Seit sie zehn Jahre alt ist, steckt Sevda Jaschar süssen Duft in knisternde Plastiktüten. «Ich bin die Nummer eins.» Kaum jemand in Bulgarien erntet schneller auf dem Rosenfeld als sie. 102 Kilogramm Rosenblätter hat sie gestern geschafft. «Die Dornen stören mich nicht.»
Wenn früh im Sommer die Nächte noch kühl sind, die Tage aber schon heiss, dann sieht die Ebene am Fuss des Balkangebirges aus wie eine Pistazientorte mit rosa Zuckerstreuseln, dann blüht im üppigen Grün des Rosentals die Damaszener Rose, seit hunderten von Jahren.
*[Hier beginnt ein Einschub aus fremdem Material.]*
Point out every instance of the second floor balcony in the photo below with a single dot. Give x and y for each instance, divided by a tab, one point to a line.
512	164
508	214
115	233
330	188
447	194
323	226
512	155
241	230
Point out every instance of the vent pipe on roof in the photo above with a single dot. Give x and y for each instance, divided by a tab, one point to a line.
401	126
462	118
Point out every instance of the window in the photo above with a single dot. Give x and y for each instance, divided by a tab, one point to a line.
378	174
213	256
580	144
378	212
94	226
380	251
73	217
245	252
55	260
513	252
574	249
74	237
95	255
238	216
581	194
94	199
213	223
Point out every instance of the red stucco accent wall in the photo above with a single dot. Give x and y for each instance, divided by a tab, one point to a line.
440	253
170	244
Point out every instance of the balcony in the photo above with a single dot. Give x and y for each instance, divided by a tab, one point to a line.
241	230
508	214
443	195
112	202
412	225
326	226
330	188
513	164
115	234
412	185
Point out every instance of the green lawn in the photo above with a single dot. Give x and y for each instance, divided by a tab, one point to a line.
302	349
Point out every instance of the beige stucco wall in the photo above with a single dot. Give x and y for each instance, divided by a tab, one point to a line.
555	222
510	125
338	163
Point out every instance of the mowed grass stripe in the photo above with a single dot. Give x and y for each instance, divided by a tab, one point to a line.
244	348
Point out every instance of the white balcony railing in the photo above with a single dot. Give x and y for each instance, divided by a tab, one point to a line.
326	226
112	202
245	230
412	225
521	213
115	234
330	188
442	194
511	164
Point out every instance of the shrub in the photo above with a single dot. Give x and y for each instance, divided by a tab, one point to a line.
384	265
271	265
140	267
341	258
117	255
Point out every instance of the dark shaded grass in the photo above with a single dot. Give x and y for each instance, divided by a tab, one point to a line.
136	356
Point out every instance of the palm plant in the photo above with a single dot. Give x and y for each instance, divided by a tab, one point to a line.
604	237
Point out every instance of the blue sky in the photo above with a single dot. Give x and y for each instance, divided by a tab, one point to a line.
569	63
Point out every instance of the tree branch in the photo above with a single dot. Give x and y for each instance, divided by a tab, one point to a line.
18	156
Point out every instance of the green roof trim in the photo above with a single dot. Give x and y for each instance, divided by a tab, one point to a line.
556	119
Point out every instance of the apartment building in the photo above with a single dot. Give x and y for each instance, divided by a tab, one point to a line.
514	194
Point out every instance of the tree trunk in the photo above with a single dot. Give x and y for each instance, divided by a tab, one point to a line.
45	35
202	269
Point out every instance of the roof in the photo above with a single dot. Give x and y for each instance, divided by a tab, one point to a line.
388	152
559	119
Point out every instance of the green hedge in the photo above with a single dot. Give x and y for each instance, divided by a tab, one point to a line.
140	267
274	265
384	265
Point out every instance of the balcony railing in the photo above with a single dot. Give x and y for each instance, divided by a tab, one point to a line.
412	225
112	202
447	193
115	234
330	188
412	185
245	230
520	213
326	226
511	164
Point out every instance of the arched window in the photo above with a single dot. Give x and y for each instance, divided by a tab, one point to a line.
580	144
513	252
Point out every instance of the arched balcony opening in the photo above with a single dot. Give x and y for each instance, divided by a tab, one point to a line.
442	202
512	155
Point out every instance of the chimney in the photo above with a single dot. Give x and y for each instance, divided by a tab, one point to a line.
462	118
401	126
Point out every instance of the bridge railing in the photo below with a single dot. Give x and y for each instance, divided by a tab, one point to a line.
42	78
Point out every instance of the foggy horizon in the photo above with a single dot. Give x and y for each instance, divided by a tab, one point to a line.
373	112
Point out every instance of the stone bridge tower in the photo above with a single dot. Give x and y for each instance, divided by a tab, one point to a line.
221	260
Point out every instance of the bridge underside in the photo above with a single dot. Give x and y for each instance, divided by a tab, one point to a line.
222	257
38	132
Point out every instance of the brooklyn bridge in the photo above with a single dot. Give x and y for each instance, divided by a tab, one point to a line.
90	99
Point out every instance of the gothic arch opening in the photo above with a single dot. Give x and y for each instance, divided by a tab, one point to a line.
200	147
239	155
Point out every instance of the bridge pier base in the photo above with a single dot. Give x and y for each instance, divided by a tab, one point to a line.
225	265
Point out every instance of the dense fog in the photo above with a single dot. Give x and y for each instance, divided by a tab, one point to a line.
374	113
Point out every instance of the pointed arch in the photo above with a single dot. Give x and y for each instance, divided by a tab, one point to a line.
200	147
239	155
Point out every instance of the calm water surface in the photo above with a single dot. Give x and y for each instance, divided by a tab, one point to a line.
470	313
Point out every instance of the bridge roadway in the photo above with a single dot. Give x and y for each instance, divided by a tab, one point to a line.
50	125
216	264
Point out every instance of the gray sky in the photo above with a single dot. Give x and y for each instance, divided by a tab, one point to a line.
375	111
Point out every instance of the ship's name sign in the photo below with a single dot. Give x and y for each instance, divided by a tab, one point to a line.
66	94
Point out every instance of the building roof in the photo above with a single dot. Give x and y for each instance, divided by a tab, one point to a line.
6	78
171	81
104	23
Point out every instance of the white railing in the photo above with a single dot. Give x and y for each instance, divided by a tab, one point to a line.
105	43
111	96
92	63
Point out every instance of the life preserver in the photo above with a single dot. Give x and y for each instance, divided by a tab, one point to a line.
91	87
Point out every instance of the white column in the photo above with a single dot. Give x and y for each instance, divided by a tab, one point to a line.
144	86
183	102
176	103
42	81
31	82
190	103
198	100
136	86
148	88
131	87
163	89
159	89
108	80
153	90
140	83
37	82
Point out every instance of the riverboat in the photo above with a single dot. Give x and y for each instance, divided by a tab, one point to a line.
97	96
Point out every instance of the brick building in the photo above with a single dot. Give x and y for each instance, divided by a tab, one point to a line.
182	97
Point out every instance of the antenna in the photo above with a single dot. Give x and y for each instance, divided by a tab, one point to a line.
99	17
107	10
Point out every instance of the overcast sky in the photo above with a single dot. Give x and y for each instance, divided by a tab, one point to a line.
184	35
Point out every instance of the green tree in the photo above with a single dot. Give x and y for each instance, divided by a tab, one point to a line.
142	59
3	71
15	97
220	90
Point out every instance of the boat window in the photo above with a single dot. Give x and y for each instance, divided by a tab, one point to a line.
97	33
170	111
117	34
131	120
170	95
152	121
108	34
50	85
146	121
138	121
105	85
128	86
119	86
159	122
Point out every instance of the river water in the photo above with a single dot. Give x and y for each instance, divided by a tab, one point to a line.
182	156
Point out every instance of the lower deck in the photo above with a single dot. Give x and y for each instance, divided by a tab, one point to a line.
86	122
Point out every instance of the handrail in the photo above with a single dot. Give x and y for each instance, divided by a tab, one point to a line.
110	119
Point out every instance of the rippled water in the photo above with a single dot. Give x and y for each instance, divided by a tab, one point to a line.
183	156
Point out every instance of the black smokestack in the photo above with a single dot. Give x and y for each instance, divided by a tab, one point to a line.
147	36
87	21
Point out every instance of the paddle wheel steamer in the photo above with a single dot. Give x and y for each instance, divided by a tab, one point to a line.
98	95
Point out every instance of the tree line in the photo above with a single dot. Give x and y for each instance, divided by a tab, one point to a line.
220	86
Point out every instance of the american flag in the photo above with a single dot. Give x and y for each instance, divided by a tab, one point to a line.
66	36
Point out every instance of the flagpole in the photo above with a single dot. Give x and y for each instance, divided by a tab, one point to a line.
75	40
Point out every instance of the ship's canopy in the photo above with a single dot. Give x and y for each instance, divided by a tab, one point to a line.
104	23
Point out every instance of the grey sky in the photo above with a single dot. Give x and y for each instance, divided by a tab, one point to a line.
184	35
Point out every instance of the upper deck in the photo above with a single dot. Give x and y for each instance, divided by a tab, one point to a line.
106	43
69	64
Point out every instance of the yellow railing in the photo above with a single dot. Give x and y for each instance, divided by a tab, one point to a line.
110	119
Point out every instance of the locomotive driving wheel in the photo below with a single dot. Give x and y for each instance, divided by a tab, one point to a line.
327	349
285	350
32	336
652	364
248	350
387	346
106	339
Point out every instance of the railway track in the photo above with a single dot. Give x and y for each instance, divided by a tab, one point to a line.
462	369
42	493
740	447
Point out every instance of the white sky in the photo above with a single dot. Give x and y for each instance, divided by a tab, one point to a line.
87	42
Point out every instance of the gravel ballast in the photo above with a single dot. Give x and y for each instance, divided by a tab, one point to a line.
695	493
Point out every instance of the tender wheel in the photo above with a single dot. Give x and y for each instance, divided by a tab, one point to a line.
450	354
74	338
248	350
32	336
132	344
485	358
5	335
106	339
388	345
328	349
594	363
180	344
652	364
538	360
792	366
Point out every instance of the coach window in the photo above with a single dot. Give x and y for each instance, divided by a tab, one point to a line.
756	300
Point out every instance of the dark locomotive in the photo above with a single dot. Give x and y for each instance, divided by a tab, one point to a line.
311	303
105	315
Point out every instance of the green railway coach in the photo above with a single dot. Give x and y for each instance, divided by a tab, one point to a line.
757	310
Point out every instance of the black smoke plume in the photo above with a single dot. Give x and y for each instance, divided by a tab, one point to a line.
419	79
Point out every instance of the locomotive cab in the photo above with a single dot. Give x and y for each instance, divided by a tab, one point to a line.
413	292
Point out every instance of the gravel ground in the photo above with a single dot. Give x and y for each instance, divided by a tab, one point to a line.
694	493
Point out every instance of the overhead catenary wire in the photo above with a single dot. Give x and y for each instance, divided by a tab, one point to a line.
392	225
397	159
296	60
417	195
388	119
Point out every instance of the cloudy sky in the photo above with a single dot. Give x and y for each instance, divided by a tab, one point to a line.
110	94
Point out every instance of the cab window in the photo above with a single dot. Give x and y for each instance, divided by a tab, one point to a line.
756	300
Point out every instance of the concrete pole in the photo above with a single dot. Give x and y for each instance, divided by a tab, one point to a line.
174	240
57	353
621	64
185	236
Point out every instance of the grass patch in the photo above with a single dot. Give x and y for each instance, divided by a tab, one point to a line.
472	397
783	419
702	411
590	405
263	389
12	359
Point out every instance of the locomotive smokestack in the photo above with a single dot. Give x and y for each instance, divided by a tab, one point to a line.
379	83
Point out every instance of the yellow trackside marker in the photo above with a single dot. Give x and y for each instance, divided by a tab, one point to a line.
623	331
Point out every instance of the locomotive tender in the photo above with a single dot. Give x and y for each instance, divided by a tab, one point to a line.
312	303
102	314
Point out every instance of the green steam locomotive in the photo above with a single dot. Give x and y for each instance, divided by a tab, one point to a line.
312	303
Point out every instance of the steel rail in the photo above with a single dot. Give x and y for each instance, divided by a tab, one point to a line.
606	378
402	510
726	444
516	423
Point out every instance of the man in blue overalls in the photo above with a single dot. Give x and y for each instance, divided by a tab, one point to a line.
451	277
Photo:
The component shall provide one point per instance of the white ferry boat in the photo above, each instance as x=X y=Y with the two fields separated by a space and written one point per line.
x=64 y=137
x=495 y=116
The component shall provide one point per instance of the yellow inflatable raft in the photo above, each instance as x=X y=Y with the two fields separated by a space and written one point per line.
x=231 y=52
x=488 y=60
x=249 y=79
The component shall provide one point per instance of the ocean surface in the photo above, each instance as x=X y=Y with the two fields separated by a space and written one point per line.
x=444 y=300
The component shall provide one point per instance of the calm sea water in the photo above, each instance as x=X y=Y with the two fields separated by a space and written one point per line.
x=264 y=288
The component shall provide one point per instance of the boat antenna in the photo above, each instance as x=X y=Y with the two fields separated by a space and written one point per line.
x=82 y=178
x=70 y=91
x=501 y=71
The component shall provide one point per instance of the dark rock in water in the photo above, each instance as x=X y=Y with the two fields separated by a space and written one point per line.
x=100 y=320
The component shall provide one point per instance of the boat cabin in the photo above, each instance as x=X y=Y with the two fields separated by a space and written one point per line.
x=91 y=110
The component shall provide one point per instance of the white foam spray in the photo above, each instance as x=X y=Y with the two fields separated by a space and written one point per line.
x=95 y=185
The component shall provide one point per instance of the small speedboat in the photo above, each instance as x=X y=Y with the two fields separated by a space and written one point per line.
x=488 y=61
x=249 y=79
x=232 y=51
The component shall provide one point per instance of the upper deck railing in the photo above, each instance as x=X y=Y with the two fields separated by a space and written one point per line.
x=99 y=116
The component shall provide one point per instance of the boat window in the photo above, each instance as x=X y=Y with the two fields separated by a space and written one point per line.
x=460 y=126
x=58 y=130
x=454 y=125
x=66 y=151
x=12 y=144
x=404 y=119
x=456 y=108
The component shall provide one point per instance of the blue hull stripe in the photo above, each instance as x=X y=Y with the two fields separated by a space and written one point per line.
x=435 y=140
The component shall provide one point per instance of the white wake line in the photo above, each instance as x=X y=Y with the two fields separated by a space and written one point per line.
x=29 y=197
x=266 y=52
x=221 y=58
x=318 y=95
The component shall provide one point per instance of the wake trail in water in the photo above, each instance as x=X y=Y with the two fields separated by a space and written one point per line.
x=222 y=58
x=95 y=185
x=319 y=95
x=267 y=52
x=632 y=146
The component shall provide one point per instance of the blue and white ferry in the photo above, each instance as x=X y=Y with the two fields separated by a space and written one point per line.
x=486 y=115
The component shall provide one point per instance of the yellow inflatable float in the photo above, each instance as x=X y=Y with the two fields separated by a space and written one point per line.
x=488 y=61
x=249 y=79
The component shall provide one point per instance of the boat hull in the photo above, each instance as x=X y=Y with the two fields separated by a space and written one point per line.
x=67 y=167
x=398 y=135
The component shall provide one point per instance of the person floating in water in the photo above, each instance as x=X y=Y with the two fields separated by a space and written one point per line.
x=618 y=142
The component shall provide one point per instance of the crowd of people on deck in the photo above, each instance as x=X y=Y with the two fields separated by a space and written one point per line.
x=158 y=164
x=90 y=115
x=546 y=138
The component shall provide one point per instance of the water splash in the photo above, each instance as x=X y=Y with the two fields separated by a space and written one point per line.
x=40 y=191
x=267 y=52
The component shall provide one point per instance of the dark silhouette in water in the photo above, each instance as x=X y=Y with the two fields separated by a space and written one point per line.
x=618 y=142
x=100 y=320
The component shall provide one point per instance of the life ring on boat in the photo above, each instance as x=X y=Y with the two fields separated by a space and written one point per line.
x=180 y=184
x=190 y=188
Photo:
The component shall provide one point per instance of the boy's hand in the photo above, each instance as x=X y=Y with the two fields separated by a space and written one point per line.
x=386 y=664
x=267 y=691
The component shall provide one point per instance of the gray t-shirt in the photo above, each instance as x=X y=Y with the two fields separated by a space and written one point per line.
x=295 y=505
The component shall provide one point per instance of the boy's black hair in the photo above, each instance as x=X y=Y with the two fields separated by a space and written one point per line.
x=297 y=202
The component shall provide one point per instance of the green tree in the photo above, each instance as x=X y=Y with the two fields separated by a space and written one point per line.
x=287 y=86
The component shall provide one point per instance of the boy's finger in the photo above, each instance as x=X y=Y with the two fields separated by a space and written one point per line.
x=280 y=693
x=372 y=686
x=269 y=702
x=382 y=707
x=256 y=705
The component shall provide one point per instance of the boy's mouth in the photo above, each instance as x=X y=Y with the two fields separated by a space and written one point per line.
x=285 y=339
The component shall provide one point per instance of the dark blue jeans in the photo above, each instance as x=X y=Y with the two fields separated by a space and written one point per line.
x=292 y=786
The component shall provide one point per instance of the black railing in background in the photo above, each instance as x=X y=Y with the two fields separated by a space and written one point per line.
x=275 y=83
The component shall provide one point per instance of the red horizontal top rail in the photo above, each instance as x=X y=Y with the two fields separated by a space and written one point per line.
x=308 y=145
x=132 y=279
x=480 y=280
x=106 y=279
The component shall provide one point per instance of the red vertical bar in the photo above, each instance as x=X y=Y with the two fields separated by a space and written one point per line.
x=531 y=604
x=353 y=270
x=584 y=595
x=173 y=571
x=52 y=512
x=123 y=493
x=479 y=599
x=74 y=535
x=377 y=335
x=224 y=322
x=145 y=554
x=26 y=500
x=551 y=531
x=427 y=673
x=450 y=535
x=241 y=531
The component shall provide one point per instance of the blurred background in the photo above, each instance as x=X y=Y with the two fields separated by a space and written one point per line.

Die Rosen machen uns hier einzigartig, alles andere können alle in Europa.
Dann schaut Bauer Hristo Nikolov auf seine Rosenfelder. «Die Rosen machen uns hier einzigartig, alles andere können alle in Europa.» Allein das Pflücken sei eine Kunst, Leute ohne Erfahrung hätten abends so zerstochene Hände, dass er für sie einen Chirurgen brauche.
Edle Note für exklusive Parfums
Volksfeste gehören zur Rosenernte, Dudelsäcke spielen auf. Und den Touristen zeigt man, wie alte Destillationsöfen aus Blütenblättern Rosenwasser und Rosenöl machen – früher standen sie hinter jedem Haus im Tal. Heute destilliert man in Fabriken.
Was gleich geblieben ist: Rosenöl aus Bulgarien ist wertvoll, so dickflüssig, dass man es in Kilogramm misst, 8000 Franken kostet das Kilo, Rosenöl aus Bulgarien steckt in den teuersten Parfums der Welt. Noch.
Bauer Hristo Nikolov sagt, seine Arbeiterinnen seien fast so wertvoll wie das Öl. «Mein grösstes Problem ist, dass ich kaum Rosenpflücker finde. Heute bräuchte ich 50, habe aber nur 25.» Was nicht gepflückt wird, fällt nach ein paar Tagen auf die Erde und verrottet.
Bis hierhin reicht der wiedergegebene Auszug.